A MOF-Based Membrane that Provides Molecular-Level Control Over Heterogeneous CO2RR
Idan Hod a
a Ben-Gurion University of the Negev, Israel, Beer-Sheva, Israel
Proceedings of International Conference on Frontiers in Electrocatalytic Transformations (INTERECT)
València, Spain, 2021 November 22nd - 23rd
Organizers: Elena Mas Marzá and Ward van der Stam
Contributed talk, Idan Hod, presentation 001
DOI: https://doi.org/10.29363/nanoge.interect.2021.001
Publication date: 10th November 2021

In recent years, there is a growing interest in the incorporation of Metal-Organic Frameworks (MOFs) based thin films into electrochemical energy conversion schemes. In principle, MOF-based electrocatalytic systems hold several key virtues, such as the ability to immobilize unparalleled amount of catalytic sites; intrinsic inclusion of mass-transport channels; the ability to add molecular shuttles to deliver redox equivalents to and from the MOF-tethered catalytic sites; and finally, much like in catalytic enzymes, MOFs offer the possibility to modulate the catalyst’s secondary chemical environment. Indeed, over the last years several reports have demonstrated the concept of using electroactive MOF thin films as the catalytic component in the electrocatalytic cell, either through (a) the use of the MOF structural elements themselves (ligands or nodes) as electroactive catalysts, or (b) the immobilization of high concentration of active molecular catalysts within the MOF pores (for a wide variety of energy-related catalytic reactions as hydrogen evolution, water oxidation, oxygen reduction, and CO2 reduction). Yet, up to this point, the notion of using MOFs to precisely tune and manipulate the properties of the electrocatalytically active site and its surrounding chemical environment was overlooked.

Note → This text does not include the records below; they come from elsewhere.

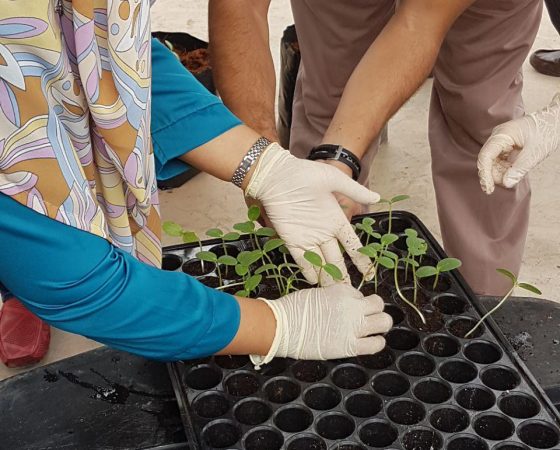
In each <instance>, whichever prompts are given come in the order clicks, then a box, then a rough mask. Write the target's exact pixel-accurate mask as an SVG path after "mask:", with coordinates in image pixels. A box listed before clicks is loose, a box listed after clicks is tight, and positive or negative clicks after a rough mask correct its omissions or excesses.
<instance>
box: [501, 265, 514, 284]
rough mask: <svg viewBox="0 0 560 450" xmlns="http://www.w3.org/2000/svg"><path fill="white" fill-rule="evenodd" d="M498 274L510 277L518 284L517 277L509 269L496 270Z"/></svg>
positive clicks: (512, 281)
mask: <svg viewBox="0 0 560 450" xmlns="http://www.w3.org/2000/svg"><path fill="white" fill-rule="evenodd" d="M496 272H498V273H501V274H502V275H504V276H506V277H508V278H509V279H510V280H511V282H512V283H513V284H515V283H517V277H516V276H515V275H514V274H513V273H511V272H510V271H509V270H507V269H496Z"/></svg>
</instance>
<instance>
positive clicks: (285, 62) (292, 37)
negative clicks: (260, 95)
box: [277, 25, 301, 148]
mask: <svg viewBox="0 0 560 450" xmlns="http://www.w3.org/2000/svg"><path fill="white" fill-rule="evenodd" d="M300 61H301V55H300V52H299V45H298V40H297V34H296V28H295V26H294V25H290V26H289V27H288V28H286V29H285V30H284V35H283V36H282V40H281V41H280V85H279V92H278V123H277V129H278V137H279V139H280V145H282V146H283V147H284V148H288V147H289V145H290V127H291V126H292V105H293V103H294V91H295V88H296V78H297V73H298V70H299V63H300Z"/></svg>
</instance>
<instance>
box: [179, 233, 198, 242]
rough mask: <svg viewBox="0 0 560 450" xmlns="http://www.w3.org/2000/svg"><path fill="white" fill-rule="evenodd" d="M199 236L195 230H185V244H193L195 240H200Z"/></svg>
mask: <svg viewBox="0 0 560 450" xmlns="http://www.w3.org/2000/svg"><path fill="white" fill-rule="evenodd" d="M198 241H199V239H198V236H197V235H196V233H195V232H194V231H184V232H183V242H184V243H185V244H191V243H193V242H198Z"/></svg>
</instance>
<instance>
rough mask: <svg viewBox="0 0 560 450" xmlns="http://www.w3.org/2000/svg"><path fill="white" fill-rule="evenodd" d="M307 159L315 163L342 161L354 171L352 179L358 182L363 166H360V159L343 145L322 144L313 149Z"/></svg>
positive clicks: (311, 149) (359, 158)
mask: <svg viewBox="0 0 560 450" xmlns="http://www.w3.org/2000/svg"><path fill="white" fill-rule="evenodd" d="M307 159H310V160H311V161H315V160H317V159H327V160H330V161H340V162H341V163H342V164H346V165H347V166H348V167H350V169H351V170H352V178H353V179H354V180H356V181H357V180H358V178H359V176H360V172H361V171H362V165H361V164H360V158H358V157H357V156H356V155H354V153H352V152H351V151H350V150H348V149H345V148H344V147H343V146H342V145H333V144H322V145H318V146H317V147H313V148H312V149H311V152H309V156H308V157H307Z"/></svg>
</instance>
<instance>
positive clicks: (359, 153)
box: [323, 0, 472, 157]
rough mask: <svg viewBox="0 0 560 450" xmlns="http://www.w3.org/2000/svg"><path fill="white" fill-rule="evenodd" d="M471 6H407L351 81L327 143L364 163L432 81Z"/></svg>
mask: <svg viewBox="0 0 560 450" xmlns="http://www.w3.org/2000/svg"><path fill="white" fill-rule="evenodd" d="M446 1H448V0H446ZM471 2H472V1H471V0H455V1H451V2H448V3H447V4H445V5H443V4H440V3H441V2H440V1H439V0H426V1H420V0H408V1H403V2H401V6H400V7H399V9H398V10H397V12H396V14H395V16H394V17H393V18H392V19H391V20H390V21H389V23H388V24H387V26H386V27H385V28H384V30H383V31H382V32H381V34H380V35H379V36H378V38H377V39H376V40H375V42H374V43H373V44H372V45H371V47H370V48H369V49H368V51H367V52H366V54H365V55H364V57H363V58H362V60H361V61H360V63H359V64H358V66H356V69H355V70H354V72H353V74H352V76H351V77H350V79H349V80H348V83H347V85H346V87H345V89H344V93H343V95H342V98H341V100H340V104H339V106H338V109H337V111H336V113H335V115H334V117H333V120H332V121H331V124H330V126H329V128H328V130H327V132H326V133H325V135H324V137H323V143H333V144H339V145H342V146H344V147H346V148H348V149H350V150H352V152H354V153H356V155H358V156H360V157H361V156H362V155H363V154H364V153H365V152H366V150H367V149H368V147H369V145H370V144H371V142H372V141H373V140H374V139H375V138H376V137H377V135H378V134H379V133H380V131H381V129H382V128H383V126H384V124H385V123H386V122H387V120H388V119H389V118H390V117H391V116H392V115H393V114H394V113H395V112H396V111H397V110H398V109H399V108H400V107H401V106H402V105H403V103H405V102H406V101H407V100H408V99H409V98H410V97H411V96H412V94H413V93H414V92H415V91H416V90H417V89H418V87H419V86H420V85H421V84H422V82H423V81H424V80H425V79H426V77H427V76H428V74H429V72H430V70H431V69H432V67H433V65H434V63H435V60H436V57H437V54H438V51H439V48H440V46H441V43H442V41H443V39H444V37H445V34H446V32H447V30H448V29H449V27H450V26H451V25H452V24H453V22H454V21H455V19H456V18H457V16H458V15H459V14H460V13H461V12H462V11H463V10H464V9H465V8H466V7H467V6H468V4H470V3H471Z"/></svg>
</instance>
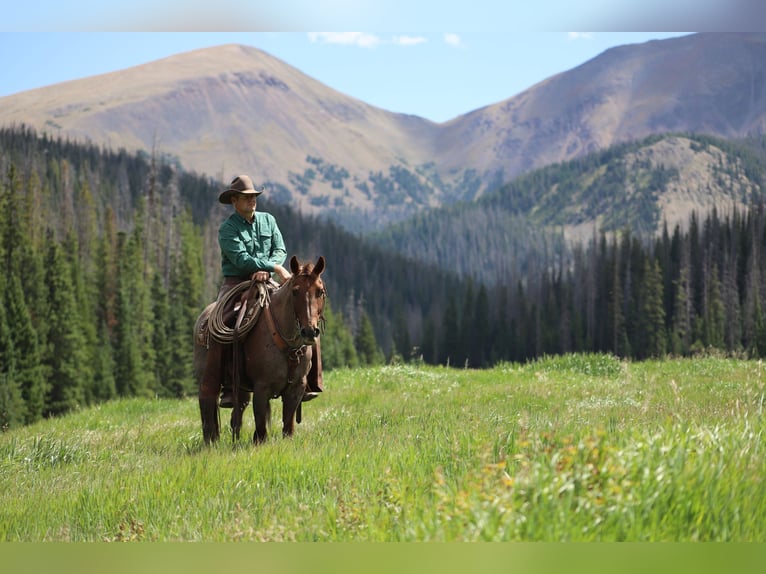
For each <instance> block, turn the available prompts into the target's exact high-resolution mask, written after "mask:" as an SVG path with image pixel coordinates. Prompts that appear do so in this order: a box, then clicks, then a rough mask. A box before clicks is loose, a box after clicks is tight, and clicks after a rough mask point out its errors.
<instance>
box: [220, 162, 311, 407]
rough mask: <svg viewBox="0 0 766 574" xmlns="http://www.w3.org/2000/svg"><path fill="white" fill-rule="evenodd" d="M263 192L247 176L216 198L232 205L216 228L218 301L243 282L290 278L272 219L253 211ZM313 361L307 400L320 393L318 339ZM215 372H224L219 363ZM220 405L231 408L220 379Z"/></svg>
mask: <svg viewBox="0 0 766 574" xmlns="http://www.w3.org/2000/svg"><path fill="white" fill-rule="evenodd" d="M261 193H263V188H261V189H255V187H254V186H253V181H252V179H250V177H249V176H247V175H240V176H237V177H235V178H234V179H233V180H232V182H231V184H230V185H229V187H228V189H226V190H224V191H223V192H222V193H221V194H220V195H219V197H218V201H219V202H220V203H223V204H225V205H228V204H231V205H232V206H233V207H234V213H232V214H231V215H230V216H229V217H228V218H227V219H226V220H224V221H223V223H221V226H220V227H219V229H218V244H219V246H220V247H221V270H222V272H223V283H222V284H221V288H220V290H219V292H218V299H217V300H218V301H219V302H221V301H222V299H223V298H224V296H225V295H226V294H227V293H228V292H229V291H230V290H231V289H233V288H234V287H236V286H237V285H239V284H240V283H242V282H243V281H250V280H254V281H258V282H264V283H268V282H270V280H271V276H272V273H273V274H274V275H276V276H277V277H278V278H279V279H280V281H281V282H285V281H287V280H288V279H290V277H291V275H290V271H288V270H287V269H285V268H284V267H283V266H282V264H283V263H284V261H285V258H286V257H287V251H286V249H285V242H284V240H283V238H282V233H281V232H280V231H279V227H278V226H277V222H276V219H275V218H274V216H273V215H271V214H270V213H265V212H259V211H256V205H257V197H258V196H259V195H260V194H261ZM312 351H313V364H312V368H311V372H310V373H309V376H308V390H307V392H306V393H305V395H304V397H303V400H304V401H309V400H311V399H313V398H316V397H317V396H318V393H320V392H322V390H323V386H322V359H321V356H320V348H319V340H318V339H317V341H316V343H315V344H314V345H312ZM218 356H219V357H220V358H216V354H215V353H213V354H210V355H208V358H209V360H222V361H224V362H225V361H227V360H229V361H230V360H231V353H220V354H219V355H218ZM221 367H222V368H221V369H220V371H219V372H227V369H226V368H225V365H221ZM220 406H221V407H223V408H232V407H233V406H234V397H233V395H232V388H231V381H230V380H228V378H224V381H222V391H221V399H220Z"/></svg>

In this talk, we will demonstrate for the first time that a non-electrocatalytic MOF can be used as a porous membrane layered over a solid heterogeneous electrocatalyst.[1] Following this principle, a suitably designed MOF membrane has the potential to modify the microenvironment of the underlying heterogeneous catalyst and affect its electrocatalytic properties in a wide variety of proton-coupled electron transfer (PCET) reactions.